Somerford · 06/08/2017 19:36

@MrsBobDylan I'm not sure how constructive that is to be honest. The children have been born and OP's husband is endangering them by driving recklessly. OP can't turn back time and undo her choice to have her children (not that she ought to even if that were possible, as I'm sure she loves them dearly) so why not try to offer some advice on what to do in the here and now?

AtHomeDadGlos · 06/08/2017 19:36

And before people say 'it's not that simple' it is.

SantasLittleMonkeyButler · 06/08/2017 19:38

For me, the way he spoke to you about a genuine & very valid concern was probably worse than the offence itself. No better anyway.

He sounds vile.

Elephant17 · 06/08/2017 19:38

Yanbu.

And it's dangerous regardless of who is in the car.

what a dick.

I know what you mean re camels back. Feeling a bit similar at the moment.

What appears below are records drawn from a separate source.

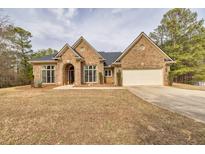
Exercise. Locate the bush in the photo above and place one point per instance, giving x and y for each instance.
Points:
(119, 78)
(100, 77)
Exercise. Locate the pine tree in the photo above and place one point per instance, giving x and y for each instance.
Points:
(23, 44)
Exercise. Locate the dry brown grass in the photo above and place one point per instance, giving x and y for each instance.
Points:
(188, 86)
(46, 116)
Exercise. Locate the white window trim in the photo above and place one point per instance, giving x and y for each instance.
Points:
(96, 76)
(108, 73)
(42, 68)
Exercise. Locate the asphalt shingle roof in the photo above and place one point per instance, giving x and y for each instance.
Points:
(109, 57)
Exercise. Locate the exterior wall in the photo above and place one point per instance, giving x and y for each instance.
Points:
(166, 70)
(91, 58)
(116, 69)
(66, 58)
(110, 79)
(149, 58)
(143, 59)
(37, 71)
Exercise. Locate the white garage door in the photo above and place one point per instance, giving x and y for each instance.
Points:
(142, 77)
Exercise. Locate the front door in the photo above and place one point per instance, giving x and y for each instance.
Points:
(71, 76)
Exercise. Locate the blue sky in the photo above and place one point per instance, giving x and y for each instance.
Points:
(106, 29)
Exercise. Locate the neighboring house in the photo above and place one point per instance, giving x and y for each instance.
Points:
(141, 63)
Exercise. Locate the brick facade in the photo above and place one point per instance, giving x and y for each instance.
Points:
(142, 55)
(145, 55)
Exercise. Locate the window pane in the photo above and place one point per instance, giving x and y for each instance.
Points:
(48, 76)
(52, 76)
(86, 75)
(105, 72)
(86, 67)
(44, 76)
(94, 76)
(90, 76)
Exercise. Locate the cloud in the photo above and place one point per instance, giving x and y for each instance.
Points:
(105, 29)
(119, 10)
(63, 14)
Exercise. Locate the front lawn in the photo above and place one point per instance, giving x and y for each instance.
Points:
(46, 116)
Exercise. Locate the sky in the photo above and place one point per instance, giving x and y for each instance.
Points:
(109, 30)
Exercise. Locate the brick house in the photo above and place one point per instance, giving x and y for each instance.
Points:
(141, 63)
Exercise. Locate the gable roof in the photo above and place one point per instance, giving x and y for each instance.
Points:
(44, 58)
(83, 39)
(136, 40)
(109, 57)
(64, 49)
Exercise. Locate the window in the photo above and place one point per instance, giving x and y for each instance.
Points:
(142, 47)
(90, 73)
(48, 74)
(108, 73)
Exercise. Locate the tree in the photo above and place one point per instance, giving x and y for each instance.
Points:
(43, 52)
(23, 45)
(8, 74)
(182, 37)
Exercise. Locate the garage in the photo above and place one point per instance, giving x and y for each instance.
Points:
(142, 77)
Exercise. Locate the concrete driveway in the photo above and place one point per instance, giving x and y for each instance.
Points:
(190, 103)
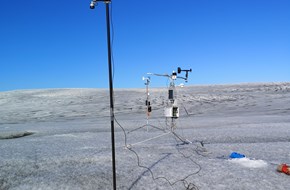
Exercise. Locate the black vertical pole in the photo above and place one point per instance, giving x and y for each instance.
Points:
(111, 95)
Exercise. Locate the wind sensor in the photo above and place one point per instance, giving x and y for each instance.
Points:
(171, 111)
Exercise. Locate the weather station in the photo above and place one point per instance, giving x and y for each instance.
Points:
(171, 111)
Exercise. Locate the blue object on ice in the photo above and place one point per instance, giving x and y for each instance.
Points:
(237, 155)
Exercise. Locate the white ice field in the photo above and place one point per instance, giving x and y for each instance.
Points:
(60, 139)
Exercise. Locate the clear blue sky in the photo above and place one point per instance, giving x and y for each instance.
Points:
(62, 44)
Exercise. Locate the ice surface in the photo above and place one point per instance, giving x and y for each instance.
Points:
(69, 141)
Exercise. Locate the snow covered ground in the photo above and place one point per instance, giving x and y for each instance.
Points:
(60, 138)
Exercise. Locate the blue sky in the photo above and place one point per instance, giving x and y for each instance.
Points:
(62, 44)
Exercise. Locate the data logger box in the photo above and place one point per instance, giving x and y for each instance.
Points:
(172, 112)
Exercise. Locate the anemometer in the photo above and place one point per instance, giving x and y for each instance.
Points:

supersop60 · 06/08/2017 19:39

That is a ridiculous speed. If he had a crash, the only result would be death, to him, whoever else was in the car, and any other nearby road users.
There are places you can drive like a racing driver. The roads are not among them (even the autobahn).
I'm surprised he hasn't been banned.
He is a risk taker and probably won't stop.

Brittbugs80 · 06/08/2017 19:40

130mph or kph on the autobahn?

Or does he drive 130mph in the UK?

TheMightyMing · 06/08/2017 19:40

An acquaintance of mine was charged with causing death by dangerous driving and went to prison, due to speeding. Never thought it would happen to them. 😢

waitforitfdear · 06/08/2017 19:40

My kids would never ever be allowed to get into his car.

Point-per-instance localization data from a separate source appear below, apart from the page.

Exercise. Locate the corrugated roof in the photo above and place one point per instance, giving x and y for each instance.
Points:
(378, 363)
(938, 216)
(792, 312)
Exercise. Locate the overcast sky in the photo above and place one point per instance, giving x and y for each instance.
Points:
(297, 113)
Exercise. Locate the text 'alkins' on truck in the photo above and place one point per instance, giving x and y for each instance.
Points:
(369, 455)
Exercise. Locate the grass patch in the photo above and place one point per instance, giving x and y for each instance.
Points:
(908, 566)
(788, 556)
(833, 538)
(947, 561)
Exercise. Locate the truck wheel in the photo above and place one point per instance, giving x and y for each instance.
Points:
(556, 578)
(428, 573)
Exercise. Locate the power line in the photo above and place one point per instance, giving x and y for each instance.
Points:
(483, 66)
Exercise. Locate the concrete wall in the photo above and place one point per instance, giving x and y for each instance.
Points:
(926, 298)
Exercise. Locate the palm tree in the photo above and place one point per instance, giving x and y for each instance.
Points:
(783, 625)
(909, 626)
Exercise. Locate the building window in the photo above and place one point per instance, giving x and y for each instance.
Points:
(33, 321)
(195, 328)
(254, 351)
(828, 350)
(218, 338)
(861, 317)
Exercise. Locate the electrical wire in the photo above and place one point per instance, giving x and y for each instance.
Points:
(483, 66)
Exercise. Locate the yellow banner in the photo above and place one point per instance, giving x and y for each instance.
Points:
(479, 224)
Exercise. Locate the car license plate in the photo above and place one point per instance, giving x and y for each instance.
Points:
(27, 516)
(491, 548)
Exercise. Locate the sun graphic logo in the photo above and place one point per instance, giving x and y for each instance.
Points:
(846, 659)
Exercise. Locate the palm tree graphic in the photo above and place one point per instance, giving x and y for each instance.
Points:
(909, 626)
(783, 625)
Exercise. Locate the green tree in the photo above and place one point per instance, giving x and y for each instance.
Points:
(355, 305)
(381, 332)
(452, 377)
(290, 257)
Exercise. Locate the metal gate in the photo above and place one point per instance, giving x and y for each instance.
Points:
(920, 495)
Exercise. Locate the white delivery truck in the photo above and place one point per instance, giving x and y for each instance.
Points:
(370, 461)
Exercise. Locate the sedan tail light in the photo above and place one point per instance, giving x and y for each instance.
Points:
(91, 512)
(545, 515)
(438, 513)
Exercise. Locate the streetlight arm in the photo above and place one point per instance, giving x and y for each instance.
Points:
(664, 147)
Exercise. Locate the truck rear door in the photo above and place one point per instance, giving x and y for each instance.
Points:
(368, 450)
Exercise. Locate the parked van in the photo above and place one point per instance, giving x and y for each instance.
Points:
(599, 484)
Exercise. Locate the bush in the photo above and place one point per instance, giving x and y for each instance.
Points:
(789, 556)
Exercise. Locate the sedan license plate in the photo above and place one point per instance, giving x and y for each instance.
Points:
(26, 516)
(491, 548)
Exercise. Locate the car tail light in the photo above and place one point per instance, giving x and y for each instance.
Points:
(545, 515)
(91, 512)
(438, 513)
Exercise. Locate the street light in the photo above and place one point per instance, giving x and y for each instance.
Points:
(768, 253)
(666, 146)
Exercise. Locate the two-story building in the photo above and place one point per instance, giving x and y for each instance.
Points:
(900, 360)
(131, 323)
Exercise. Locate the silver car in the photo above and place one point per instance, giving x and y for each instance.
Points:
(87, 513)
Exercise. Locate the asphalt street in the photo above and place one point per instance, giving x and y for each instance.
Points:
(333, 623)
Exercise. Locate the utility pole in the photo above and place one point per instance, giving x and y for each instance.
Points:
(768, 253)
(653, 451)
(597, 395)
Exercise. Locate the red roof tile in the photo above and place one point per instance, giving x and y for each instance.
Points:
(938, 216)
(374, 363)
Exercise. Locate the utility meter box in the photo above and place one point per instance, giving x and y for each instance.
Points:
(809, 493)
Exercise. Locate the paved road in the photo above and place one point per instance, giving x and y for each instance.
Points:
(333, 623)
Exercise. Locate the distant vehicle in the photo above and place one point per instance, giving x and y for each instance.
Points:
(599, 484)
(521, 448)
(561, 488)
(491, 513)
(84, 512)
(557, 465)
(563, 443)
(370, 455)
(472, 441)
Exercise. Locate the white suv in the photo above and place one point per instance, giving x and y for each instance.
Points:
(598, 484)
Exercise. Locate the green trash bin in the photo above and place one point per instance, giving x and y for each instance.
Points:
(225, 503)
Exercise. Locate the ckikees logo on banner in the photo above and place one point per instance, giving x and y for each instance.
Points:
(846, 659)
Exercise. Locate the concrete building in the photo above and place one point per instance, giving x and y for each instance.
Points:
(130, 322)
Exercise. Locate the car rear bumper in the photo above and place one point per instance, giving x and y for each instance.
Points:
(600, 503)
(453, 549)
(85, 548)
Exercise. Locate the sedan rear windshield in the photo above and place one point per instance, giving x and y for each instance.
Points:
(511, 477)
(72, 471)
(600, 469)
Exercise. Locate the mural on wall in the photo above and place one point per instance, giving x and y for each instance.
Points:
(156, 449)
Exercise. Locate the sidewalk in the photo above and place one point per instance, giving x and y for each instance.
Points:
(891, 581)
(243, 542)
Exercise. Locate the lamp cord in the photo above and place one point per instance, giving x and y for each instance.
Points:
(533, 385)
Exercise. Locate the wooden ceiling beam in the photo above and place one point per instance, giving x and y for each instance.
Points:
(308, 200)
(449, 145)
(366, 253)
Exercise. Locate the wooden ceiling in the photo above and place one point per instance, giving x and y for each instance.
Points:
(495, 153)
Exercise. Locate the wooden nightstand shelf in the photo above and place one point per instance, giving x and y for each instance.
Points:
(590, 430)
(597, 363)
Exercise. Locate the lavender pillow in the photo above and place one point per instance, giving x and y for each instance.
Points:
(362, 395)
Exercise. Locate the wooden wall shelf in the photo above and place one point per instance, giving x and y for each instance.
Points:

If you want the cunt to see the faults of awful driving he can pm me and meet my dd and her friends.

Please please stop him now

Mittens1969 · 06/08/2017 19:46

Absolutely shocking! No, YADNBU to think solicitors. I wouldn't let my DCs in the car with him ever again. And yes, I'd alert the police so he gets caught and gets a wake-up call.

He's also a serious danger to himself, the DCs and you when you're with them. It's about other drivers' mistakes too, as has been said. My FIL died in a car crash not long after my DH and I got married. And I was hurt in a car crash on the motorway in the past as well. These accidents happen in a split second!

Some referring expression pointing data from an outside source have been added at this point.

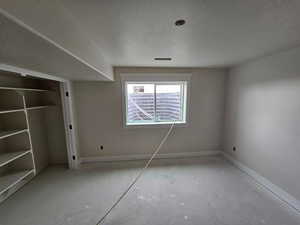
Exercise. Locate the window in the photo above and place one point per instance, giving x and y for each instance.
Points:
(155, 102)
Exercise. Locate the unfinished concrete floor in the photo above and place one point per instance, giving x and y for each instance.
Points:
(207, 191)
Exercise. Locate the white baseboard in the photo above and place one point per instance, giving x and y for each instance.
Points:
(146, 156)
(274, 189)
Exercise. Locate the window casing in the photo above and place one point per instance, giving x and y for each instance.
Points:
(155, 102)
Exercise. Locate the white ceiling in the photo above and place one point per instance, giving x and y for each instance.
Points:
(133, 32)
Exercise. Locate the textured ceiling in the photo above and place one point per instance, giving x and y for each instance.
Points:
(133, 32)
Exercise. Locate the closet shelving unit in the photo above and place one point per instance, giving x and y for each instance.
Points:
(17, 161)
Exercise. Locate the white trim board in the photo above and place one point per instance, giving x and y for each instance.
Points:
(278, 192)
(25, 72)
(147, 156)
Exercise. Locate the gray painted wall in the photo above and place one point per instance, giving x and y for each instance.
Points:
(98, 110)
(262, 118)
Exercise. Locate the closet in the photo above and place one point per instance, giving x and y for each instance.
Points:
(32, 129)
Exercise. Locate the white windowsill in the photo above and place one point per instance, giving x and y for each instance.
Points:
(156, 125)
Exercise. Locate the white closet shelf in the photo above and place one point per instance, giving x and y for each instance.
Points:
(11, 179)
(23, 89)
(2, 110)
(39, 107)
(9, 157)
(4, 134)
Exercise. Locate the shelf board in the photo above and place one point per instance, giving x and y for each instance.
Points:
(4, 134)
(2, 111)
(38, 107)
(9, 180)
(23, 89)
(9, 157)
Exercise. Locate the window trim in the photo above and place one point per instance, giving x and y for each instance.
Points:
(155, 78)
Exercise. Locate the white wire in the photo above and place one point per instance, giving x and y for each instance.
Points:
(137, 177)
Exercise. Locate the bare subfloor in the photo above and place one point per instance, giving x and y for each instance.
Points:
(196, 191)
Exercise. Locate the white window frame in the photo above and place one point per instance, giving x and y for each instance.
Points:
(157, 78)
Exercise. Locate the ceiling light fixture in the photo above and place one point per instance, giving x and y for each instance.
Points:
(163, 59)
(179, 22)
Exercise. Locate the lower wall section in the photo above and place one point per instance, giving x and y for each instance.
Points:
(147, 156)
(277, 191)
(262, 118)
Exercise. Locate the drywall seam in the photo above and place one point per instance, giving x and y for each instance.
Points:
(146, 156)
(279, 193)
(34, 31)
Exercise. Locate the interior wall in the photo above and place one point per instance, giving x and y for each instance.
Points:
(262, 118)
(98, 107)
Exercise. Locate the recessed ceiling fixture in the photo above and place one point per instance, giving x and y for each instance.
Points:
(179, 22)
(163, 59)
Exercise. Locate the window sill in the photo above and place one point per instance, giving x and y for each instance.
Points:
(155, 125)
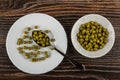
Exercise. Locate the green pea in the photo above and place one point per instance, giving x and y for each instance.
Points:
(36, 27)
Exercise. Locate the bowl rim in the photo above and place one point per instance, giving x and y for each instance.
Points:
(91, 55)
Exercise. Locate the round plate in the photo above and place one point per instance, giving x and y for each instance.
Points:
(46, 22)
(101, 20)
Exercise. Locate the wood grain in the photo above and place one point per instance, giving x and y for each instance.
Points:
(67, 12)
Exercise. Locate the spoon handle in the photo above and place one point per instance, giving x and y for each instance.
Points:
(74, 62)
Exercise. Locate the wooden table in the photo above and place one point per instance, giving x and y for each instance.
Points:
(67, 12)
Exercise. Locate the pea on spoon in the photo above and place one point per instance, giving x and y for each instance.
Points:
(39, 34)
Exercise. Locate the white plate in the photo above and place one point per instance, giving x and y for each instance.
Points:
(103, 21)
(46, 22)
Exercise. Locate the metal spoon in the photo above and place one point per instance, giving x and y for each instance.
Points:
(74, 62)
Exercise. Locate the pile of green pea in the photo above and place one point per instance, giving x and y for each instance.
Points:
(92, 36)
(27, 47)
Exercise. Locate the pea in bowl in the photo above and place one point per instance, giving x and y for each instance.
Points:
(103, 44)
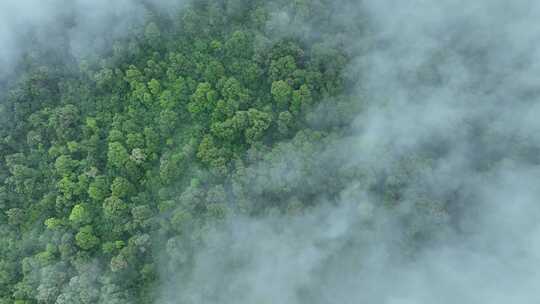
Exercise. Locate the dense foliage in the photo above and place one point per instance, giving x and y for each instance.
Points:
(114, 166)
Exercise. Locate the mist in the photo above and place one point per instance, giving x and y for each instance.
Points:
(450, 106)
(428, 195)
(79, 28)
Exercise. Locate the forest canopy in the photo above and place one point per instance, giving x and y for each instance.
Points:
(252, 151)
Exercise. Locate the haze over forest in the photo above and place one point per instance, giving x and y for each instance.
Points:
(252, 151)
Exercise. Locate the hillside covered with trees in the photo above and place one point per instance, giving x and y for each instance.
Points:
(113, 164)
(291, 152)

And yes, you must always strap your DCs in. Accidents can happen at any time; my FIL's death happened when he pulled out without seeing a car in his blind spot.

Mummyoflittledragon · 06/08/2017 19:48

I used to do up to 125 mph on the autobahn, dh sometimes went faster. No way would we do it with children in the car. Because I got used to speed abroad having lived there so long, I do have to keep my speed in check. 90 mph is as fast as most drivers anticipate people going in the uk so 100 is really fast in this country and people just don't see it coming. Not to mention it's against the law. You have to have all your wits about you and I agree it is really dangerous. In fairness you did have to keep your wits about you in Germany as it was so easy to become a sandwich between a car in front overtaking slowly and a Porsche behind coming at break neck speed. And yes, it massively pissed me off too when I came back here and had to drive a snails pace.

Your dh needs to moderate his driving to what is anticipated in the country he is in and adapt in relation to the level of traffic around. In the U.K. the speed limit is 70mph so he should not be driving at more than 85 if he wants to remotely be able to keep his children safe. This country is known for hogging the fast lanes, which is infuriating. It sounds as if he needs to keep his cool a bit more too. I would approach it as its not you dear, it's them.